А времени на искание было затрачено немало. Шел уже октябрь. Семен Иванович вдруг увидел себя поставленным в печальную необходимость — возвратиться вспять и просить прежнего своего директора принять его опять в труппу; но захолустный импресарио немедленным ответом на письмо бывшего своего "первого любовника" разрушил и эту надежду Семена Иваныча: его амплуа было уже занято другим артистом, законтрактованным на весь открывшийся театральный сезон.

Положение Семена Иваныча сделалось одним из самых некрасивых. Маленькое денежное сбережение, с которым он приехал в Москву, приходило к концу, а в будущем пока не предвиделось никаких источников дохода. Написал он кое к кому из своих приятелей, бывших сценических сослуживцев, прося совета, но те или не отвечали, или присылали длинные рассказы о своих многостраданиях и злополучиях, прося, с своей стороны, указать способы освободиться от них.

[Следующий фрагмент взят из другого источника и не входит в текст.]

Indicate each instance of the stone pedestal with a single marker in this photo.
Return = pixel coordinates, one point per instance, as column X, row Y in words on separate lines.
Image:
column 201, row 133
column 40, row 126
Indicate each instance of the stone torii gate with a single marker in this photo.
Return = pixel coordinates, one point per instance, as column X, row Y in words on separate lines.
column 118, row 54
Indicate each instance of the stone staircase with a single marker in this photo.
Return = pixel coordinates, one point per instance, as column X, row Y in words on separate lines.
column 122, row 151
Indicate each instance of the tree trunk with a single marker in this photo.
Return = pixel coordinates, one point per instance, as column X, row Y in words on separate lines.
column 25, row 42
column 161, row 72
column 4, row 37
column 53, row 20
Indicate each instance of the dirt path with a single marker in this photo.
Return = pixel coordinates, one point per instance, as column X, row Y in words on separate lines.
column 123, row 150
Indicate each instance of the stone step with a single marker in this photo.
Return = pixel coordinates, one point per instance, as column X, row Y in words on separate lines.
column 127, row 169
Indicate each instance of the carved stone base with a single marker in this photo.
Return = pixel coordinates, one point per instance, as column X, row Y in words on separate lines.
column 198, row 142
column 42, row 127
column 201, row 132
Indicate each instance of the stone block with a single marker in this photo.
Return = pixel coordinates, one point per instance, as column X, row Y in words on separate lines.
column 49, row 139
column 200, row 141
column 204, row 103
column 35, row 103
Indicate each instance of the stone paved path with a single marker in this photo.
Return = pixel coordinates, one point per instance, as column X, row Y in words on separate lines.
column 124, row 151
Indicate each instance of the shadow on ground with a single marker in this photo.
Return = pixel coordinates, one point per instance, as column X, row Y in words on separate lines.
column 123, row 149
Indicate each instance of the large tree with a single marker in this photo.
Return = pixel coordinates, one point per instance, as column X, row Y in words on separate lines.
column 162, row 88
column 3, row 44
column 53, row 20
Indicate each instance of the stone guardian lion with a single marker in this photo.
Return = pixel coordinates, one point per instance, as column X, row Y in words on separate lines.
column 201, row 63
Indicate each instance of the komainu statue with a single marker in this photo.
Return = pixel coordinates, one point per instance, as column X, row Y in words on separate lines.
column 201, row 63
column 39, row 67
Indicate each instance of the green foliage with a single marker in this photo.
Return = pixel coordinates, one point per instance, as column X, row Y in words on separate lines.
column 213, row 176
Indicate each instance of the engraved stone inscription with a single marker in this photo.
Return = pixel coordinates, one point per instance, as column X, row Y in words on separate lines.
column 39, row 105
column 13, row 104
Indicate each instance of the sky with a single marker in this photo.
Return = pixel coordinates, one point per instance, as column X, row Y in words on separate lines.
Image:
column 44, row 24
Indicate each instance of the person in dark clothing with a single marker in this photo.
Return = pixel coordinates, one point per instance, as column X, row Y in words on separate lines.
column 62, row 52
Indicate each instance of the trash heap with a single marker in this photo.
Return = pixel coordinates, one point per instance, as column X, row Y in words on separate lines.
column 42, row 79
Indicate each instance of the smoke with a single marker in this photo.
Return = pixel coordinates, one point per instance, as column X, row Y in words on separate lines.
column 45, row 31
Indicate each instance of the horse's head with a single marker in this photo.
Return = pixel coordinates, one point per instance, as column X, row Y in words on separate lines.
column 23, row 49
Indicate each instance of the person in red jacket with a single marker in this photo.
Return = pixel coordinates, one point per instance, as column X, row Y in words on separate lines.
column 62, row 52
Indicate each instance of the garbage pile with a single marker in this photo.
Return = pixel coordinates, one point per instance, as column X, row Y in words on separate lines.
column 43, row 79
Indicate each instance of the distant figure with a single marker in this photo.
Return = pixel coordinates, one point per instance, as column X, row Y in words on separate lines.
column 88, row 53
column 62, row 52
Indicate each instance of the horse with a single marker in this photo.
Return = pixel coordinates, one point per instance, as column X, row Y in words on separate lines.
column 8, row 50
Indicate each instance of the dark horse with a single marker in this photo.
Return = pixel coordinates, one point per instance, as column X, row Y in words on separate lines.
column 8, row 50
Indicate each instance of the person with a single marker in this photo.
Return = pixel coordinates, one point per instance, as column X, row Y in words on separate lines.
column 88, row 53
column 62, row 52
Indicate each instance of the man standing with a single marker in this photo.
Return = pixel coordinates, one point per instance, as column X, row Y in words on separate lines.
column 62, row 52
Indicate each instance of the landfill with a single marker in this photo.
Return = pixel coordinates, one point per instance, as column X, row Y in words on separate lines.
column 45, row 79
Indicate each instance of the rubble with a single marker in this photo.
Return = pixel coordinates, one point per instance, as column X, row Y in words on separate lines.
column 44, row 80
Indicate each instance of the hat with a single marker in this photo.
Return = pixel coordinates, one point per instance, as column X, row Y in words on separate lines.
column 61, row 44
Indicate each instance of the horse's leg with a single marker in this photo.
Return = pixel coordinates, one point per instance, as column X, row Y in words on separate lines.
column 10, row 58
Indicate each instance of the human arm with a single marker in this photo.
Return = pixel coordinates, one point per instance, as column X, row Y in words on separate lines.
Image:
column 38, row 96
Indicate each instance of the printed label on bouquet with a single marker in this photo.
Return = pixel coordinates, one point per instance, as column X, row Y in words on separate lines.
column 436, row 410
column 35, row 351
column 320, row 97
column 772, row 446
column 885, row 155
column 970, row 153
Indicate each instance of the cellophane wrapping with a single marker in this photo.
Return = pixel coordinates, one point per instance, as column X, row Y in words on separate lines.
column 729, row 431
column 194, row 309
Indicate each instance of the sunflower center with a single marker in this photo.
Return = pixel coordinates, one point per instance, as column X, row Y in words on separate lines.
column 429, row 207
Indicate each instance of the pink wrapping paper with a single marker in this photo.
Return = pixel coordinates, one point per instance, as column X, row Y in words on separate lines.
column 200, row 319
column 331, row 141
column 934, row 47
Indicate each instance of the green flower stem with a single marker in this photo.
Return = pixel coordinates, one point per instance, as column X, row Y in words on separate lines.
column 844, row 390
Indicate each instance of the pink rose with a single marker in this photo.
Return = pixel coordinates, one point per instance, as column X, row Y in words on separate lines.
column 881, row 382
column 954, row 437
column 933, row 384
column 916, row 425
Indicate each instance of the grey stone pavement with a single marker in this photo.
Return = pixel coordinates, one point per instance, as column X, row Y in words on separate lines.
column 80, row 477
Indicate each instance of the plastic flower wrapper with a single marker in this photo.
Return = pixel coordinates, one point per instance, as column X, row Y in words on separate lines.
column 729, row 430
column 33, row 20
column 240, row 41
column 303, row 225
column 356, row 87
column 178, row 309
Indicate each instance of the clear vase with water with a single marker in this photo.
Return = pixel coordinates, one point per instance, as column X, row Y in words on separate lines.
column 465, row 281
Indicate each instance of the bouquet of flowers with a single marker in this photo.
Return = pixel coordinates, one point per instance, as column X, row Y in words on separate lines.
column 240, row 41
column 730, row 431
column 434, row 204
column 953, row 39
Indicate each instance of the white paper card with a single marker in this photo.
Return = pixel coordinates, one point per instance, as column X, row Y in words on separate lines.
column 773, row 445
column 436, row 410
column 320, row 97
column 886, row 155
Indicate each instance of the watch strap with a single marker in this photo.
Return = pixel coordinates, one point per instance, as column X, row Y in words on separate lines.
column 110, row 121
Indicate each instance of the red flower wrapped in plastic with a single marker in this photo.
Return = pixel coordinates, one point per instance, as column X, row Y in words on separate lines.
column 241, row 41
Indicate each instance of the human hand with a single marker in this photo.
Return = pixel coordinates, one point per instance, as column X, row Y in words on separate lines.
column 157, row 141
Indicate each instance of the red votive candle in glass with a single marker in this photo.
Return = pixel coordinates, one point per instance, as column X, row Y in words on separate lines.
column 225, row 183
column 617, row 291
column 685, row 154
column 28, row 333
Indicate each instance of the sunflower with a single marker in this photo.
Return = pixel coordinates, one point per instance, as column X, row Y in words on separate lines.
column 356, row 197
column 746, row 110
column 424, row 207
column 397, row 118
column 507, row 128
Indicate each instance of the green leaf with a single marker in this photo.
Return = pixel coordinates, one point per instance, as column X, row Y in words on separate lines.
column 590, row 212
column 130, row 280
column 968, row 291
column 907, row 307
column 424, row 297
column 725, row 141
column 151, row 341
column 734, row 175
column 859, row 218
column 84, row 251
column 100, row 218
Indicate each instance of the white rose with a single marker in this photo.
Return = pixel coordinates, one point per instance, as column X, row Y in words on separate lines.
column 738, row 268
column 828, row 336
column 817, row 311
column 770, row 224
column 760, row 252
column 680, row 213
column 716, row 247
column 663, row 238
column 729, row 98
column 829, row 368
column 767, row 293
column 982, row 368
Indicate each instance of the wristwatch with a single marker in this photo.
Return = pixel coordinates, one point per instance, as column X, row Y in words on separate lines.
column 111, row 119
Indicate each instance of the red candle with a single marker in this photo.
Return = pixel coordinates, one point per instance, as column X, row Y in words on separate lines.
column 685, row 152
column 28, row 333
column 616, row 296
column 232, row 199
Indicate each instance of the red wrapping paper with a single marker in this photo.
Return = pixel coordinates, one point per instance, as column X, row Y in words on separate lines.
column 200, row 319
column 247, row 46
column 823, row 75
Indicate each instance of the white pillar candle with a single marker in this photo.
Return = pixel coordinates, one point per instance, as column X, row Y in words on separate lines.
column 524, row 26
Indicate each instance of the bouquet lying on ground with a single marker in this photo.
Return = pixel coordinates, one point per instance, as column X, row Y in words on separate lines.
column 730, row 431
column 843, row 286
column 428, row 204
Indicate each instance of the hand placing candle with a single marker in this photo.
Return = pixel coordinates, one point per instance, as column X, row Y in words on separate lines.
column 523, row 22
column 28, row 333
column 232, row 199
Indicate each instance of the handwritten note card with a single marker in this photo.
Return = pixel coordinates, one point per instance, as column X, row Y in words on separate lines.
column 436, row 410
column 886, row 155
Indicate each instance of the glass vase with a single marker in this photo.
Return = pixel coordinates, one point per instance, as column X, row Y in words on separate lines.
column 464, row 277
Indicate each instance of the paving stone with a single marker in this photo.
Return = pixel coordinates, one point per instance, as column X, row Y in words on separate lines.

Думал-думал Семен Иваныч, совался-совался везде, чтобы найти выход из скверного положения, но выхода не нашел и кончил тем, что вместо двух-трех недель, которыми ему желалось прежде ограничить свое пребывание в Москве, он застрял в ней на целую зиму.

И Москва проглотила его — он исчез в ее гигантской утробе, как исчезают беспрестанно тысячи других, подобных ему, горемык — темных, никому не известных, пребывающих в ужасной житейской борьбе и напрасно вопиющих о спасении. Его никто не знал, и никто не интересовался судьбой его. Он был одинок в этом холодном бездушном круговороте человеческих жизней, где всякий печется только о себе.

Всего, что случилось с несчастным артистом в это время, — рассказывать нечего: картины нищеты, бесконечных скитаний, голода, холода, бесприютицы и проч. известны всякому хоть понаслышке; но тут был один эпизод, умолчать о котором трудно... особенно в святочную пору, — эпизод, интересный не только одной таинственной обстановкой своей, но и внутренним содержанием, которое также может показаться многим таинственным и невероятным.

Дело, извольте видеть, было... А впрочем, зачем я беру на себя роль рассказчика? Пусть лучше нам рассказывает сам герой о своем приключении: у меня имеются записки его, переданные мне с правом "делать с ними, что угодно".

И вот эти листки, где содержится интересное повествование, о котором я сию минуту упомянул.

После долгих скитаний по ночлежным домам, трактирам и харчевням я наконец водворился на собственной теплой квартире, сняв крошечный нумер в "меблированных комнатах". Боже, как хорошо и уютно! Кажется, всю жизнь прожил бы здесь и не пожелал бы ничего лучшего!

И я мигом забыл все, что претерпел недавно...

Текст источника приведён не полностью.